Type 1: intransitives, the verb does not take a direct object. Type 2: transitive, verbs which take an object. Type 3: transitive and separable e.g. he gave the present back, the gave back the present. Type 4 (transitive, 2+ particles, inseparable) e.g. run out of, cut down on
- 10. Verbs Forms
- Present (‘your brother is upstairs’), past (‘she cried’), simple (‘they walked’), continuous, (‘to indicate time and tense’), Continuous (‘she is writing a letter)
- Participles (present participles, past participles)
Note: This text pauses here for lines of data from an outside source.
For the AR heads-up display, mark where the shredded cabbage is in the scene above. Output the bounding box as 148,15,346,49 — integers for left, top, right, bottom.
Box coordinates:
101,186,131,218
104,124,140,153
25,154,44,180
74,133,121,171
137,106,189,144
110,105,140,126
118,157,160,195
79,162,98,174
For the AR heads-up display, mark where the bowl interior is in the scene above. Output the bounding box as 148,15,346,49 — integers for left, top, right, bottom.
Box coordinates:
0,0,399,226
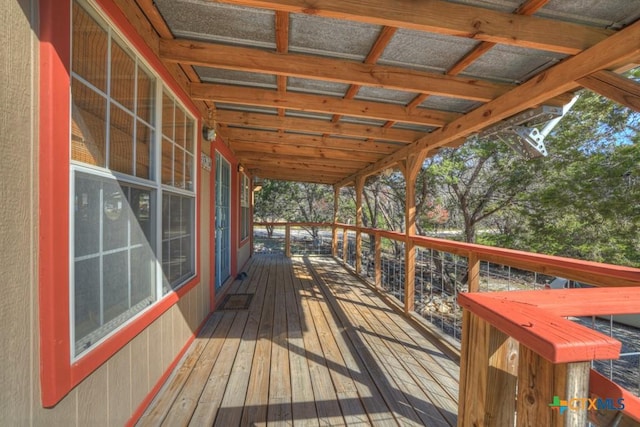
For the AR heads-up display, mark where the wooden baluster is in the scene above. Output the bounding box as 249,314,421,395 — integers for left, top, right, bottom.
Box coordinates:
458,312,519,427
285,224,291,258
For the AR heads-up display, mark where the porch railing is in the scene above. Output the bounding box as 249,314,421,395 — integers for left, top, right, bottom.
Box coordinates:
253,222,640,425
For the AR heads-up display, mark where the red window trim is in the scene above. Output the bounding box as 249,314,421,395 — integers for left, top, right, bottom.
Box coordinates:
39,0,202,407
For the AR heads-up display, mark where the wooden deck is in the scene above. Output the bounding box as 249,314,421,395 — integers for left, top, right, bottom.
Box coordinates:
137,255,460,426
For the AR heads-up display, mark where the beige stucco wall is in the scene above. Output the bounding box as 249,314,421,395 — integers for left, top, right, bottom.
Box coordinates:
0,1,213,424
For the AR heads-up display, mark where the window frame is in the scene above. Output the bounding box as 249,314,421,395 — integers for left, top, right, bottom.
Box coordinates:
39,0,201,406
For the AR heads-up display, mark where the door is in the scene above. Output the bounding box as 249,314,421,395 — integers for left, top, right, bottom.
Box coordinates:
215,152,231,290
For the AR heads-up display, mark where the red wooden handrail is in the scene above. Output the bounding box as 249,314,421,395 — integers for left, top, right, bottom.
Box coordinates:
457,289,640,363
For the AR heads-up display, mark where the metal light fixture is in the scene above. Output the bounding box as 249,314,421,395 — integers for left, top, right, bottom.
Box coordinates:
253,177,264,192
202,125,216,142
471,96,579,159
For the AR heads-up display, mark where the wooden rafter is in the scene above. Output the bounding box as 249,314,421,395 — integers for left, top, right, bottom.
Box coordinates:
225,128,400,154
214,0,612,55
237,154,370,170
275,10,289,119
160,39,514,102
578,70,640,112
216,110,419,142
191,83,460,126
228,140,386,162
337,18,640,187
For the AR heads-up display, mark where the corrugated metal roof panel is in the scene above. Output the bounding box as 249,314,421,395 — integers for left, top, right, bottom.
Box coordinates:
289,13,382,60
419,96,482,114
390,122,437,133
354,86,416,105
536,0,640,29
378,28,479,73
155,0,276,48
461,44,567,84
285,111,334,121
195,66,277,89
287,77,349,97
215,104,279,115
338,116,388,127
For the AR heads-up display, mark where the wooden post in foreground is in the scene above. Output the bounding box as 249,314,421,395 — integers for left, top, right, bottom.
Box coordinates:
355,177,364,275
285,224,291,258
332,185,340,258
- Regular and Irregular verbs
- Perfect verbs
- Active and passive
- Adverbs (adverbs of time, adverbs of manner, adverbs of place, adverbs of frequency; adverb position; adverbs of degree, comparatives and superlatives adverbs)
- Joining Words
Prepositions: a time relationship between two events or a spatial relationship between two things or people e.g. particular preposition (anxious about, dream about); prepositions and adverbs (she climbed down the ladder)
- Conjunctions: it joins two clauses (and, so, because, but)
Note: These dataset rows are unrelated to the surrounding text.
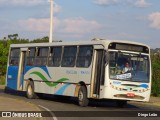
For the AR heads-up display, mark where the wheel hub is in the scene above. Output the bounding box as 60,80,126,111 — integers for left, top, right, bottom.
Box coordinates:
79,91,83,101
28,85,32,95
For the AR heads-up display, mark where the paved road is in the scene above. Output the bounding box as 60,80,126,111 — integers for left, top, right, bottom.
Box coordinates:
0,88,159,120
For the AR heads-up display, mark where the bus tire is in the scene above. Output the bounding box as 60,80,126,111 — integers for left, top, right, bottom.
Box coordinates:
78,86,89,107
26,81,36,99
116,100,127,108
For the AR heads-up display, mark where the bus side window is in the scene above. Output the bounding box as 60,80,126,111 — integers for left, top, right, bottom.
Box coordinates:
61,46,77,67
49,47,62,67
9,48,20,66
26,48,36,66
10,59,18,65
76,46,93,68
36,47,48,66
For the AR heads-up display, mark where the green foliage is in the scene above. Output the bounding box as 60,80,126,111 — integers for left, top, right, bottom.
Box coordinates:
30,36,49,43
0,41,9,76
151,53,160,96
0,76,5,85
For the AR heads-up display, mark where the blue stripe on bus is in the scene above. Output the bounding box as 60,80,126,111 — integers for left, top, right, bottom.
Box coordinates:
7,66,52,90
7,66,18,79
7,80,17,90
140,84,148,88
55,84,71,95
7,66,18,90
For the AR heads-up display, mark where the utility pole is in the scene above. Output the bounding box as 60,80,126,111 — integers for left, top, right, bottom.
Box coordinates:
49,0,53,43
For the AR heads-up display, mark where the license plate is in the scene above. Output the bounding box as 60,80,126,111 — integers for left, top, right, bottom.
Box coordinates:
127,93,135,97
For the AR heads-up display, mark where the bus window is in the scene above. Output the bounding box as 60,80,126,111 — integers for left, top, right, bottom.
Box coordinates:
76,46,93,68
48,47,62,67
26,48,36,66
9,48,20,66
36,47,48,66
62,46,77,67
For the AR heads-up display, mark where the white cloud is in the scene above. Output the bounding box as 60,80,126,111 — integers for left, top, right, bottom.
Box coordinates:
18,17,102,36
94,0,151,8
134,0,151,8
54,4,61,13
19,17,59,32
148,12,160,29
0,0,61,14
0,0,61,9
62,18,101,34
0,0,46,6
94,0,119,6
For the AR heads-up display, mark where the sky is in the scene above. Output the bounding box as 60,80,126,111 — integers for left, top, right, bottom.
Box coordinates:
0,0,160,48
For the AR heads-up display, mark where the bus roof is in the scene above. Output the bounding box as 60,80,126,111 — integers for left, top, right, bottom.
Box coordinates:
10,39,150,49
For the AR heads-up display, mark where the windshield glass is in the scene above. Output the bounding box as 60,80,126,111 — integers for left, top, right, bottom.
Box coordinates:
109,51,150,83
We talk about something that is not real. Conditional Sentences are formed the conjunction ‘if’ is used to preface a condition, e.g. ‘if it rains (condition), you’ll get wet (result)’
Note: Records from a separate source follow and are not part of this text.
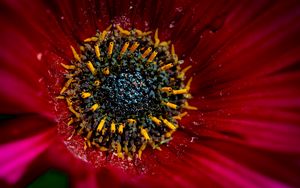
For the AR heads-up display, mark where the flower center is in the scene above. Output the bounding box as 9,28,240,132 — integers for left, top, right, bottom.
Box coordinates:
57,25,197,159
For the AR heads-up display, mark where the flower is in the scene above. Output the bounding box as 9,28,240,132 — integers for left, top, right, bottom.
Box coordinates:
1,0,300,187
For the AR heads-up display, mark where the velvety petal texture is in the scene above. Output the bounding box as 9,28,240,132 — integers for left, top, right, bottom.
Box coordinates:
0,0,300,187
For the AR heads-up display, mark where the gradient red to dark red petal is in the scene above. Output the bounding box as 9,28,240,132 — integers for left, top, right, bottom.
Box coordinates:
0,0,300,187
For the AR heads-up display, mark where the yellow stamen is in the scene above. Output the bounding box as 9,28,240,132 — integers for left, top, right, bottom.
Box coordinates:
159,41,170,47
65,97,72,106
171,44,176,56
172,89,188,95
86,131,93,140
116,25,131,35
154,29,160,47
70,46,81,62
127,119,137,124
130,42,140,52
68,106,81,118
173,111,188,120
186,77,193,91
160,63,174,71
100,30,108,41
135,29,152,36
100,146,108,151
160,87,173,92
111,121,116,133
105,24,112,31
120,42,129,56
118,123,125,134
90,103,99,111
165,130,175,138
84,37,98,42
182,102,198,110
116,142,124,159
97,116,107,132
81,92,91,98
94,80,101,86
138,142,147,159
178,65,192,79
102,67,110,75
67,118,73,126
94,44,100,60
86,61,97,75
60,79,73,94
80,46,85,51
108,42,114,56
140,128,150,140
162,118,177,130
147,51,158,62
141,47,152,59
61,63,75,70
149,115,161,125
56,96,65,99
162,101,177,109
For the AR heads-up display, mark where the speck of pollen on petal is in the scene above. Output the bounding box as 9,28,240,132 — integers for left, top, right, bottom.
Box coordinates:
57,24,197,160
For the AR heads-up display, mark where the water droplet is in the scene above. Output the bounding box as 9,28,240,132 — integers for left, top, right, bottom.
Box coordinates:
36,53,42,61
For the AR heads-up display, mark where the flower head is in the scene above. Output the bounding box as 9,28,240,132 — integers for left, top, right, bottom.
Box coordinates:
1,0,300,187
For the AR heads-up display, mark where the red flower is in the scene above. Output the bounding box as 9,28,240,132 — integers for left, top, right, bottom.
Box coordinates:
1,0,300,187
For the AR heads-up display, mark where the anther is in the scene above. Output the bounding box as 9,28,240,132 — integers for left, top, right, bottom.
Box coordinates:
149,115,161,126
97,116,107,132
154,29,160,47
135,29,152,36
90,103,99,112
162,118,177,130
84,37,98,42
173,111,188,120
162,101,177,109
102,67,110,75
86,61,97,75
60,79,73,94
160,87,173,92
127,119,137,124
186,77,193,91
108,42,114,57
111,121,116,133
172,89,188,95
138,142,147,159
120,42,129,57
147,51,158,62
140,128,150,140
67,118,74,126
178,65,192,79
130,42,140,52
70,46,81,62
61,63,75,70
116,25,131,35
160,63,174,71
81,92,92,98
116,142,124,159
118,123,125,134
94,80,101,86
68,106,81,118
94,44,101,60
182,101,198,110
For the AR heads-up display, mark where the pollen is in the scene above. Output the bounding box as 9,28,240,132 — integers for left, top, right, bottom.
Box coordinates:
59,25,197,160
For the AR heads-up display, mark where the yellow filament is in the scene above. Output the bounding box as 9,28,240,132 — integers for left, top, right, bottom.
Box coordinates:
61,63,75,70
160,87,173,92
127,119,136,124
94,80,101,86
56,96,64,99
141,47,152,58
100,30,107,41
173,111,188,120
171,44,176,56
97,116,107,132
160,63,174,71
94,44,100,60
154,29,160,47
172,89,188,95
116,142,124,159
67,118,73,126
81,92,91,98
178,65,192,79
147,51,158,62
116,25,131,35
60,79,73,94
118,123,125,134
102,67,110,75
100,146,108,151
90,103,99,111
186,77,193,91
68,106,81,118
80,46,85,51
70,46,81,62
162,118,177,130
138,142,147,159
130,42,140,52
149,116,161,125
162,101,177,109
111,122,116,133
84,37,98,42
140,128,150,140
159,41,170,47
182,102,198,110
165,130,175,138
86,61,97,75
120,42,129,56
66,98,72,106
105,24,112,31
108,42,114,56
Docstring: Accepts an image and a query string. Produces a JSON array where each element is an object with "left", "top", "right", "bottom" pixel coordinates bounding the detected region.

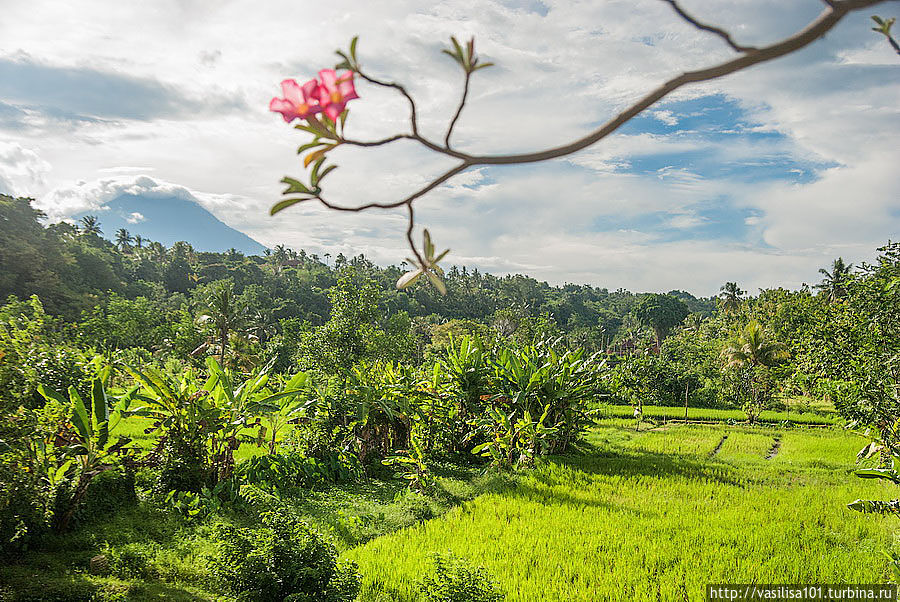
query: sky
[{"left": 0, "top": 0, "right": 897, "bottom": 297}]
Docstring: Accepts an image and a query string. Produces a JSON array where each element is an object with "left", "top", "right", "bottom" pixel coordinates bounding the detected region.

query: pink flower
[
  {"left": 269, "top": 78, "right": 322, "bottom": 123},
  {"left": 316, "top": 69, "right": 359, "bottom": 121}
]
- Talking about present: e.g. if you pay online, you get a discount (real); ‘if I had a dog, I’d take it for walks (hypothetical)
- Talking about future: e.g. if you work hard, you’ll pass the exam (real); ‘if I won the lottery, I’d travel around the world.
- Talking about past e.g. if it was very warm, we ate outside (real); if I’d known the rail strike, I would have come by car.
Three specific instances of words that group together
- Collocation: If any two words occur together more often than just by chance. Collocation for the word ‘heavy’, for example, heavy rain, heavy smoking, heavy burden
- Lexical Chunks: strings of words which behave almost as one unit. For example, ‘out of the blue’. They become more problematic depending on how idiomatic they are. Idiom is a lexical phrase where the meaning of the whole phrase may not be comprehensible even if we know the meaning of each individual word. For example; ‘full of beans’ means ‘energetic’
Language Function is a purpose you wish to achieve when you say or write something. By performing the function, you are performing an act of communication
Text and Discourse
- Cohesion: the devices we use to stick text together – the way we connect sentences together. Lexical cohesion uses words and groups of words throughout a text to bind a topic together. Grammatical cohesion uses pronouns, articles, tense agreement, etc. Here is also known, anaphoric reference,
- Coherence the sentence has some internal logic
- Conversational Discourse to be a successful conversationalist, Speakers of English need to recognize ‘discourse markers’, phrases such as ‘you may be right, but…’, ‘hold on, I’d just like to say that’
- Speaking and Writing. With speakers, the proportion of function words is often much higher. Students of English need to be able to recognize the difference between more speaking-like and writing-like language, and to use these differences creatively.
- Register refers to both the topic we are speaking about and the tone (forma/informal) that we wish to adopt.
Many different varieties in English; British, American, Indian, Pakistani, Singapore, etc
I don’t know what happen with the numbering when I posted this.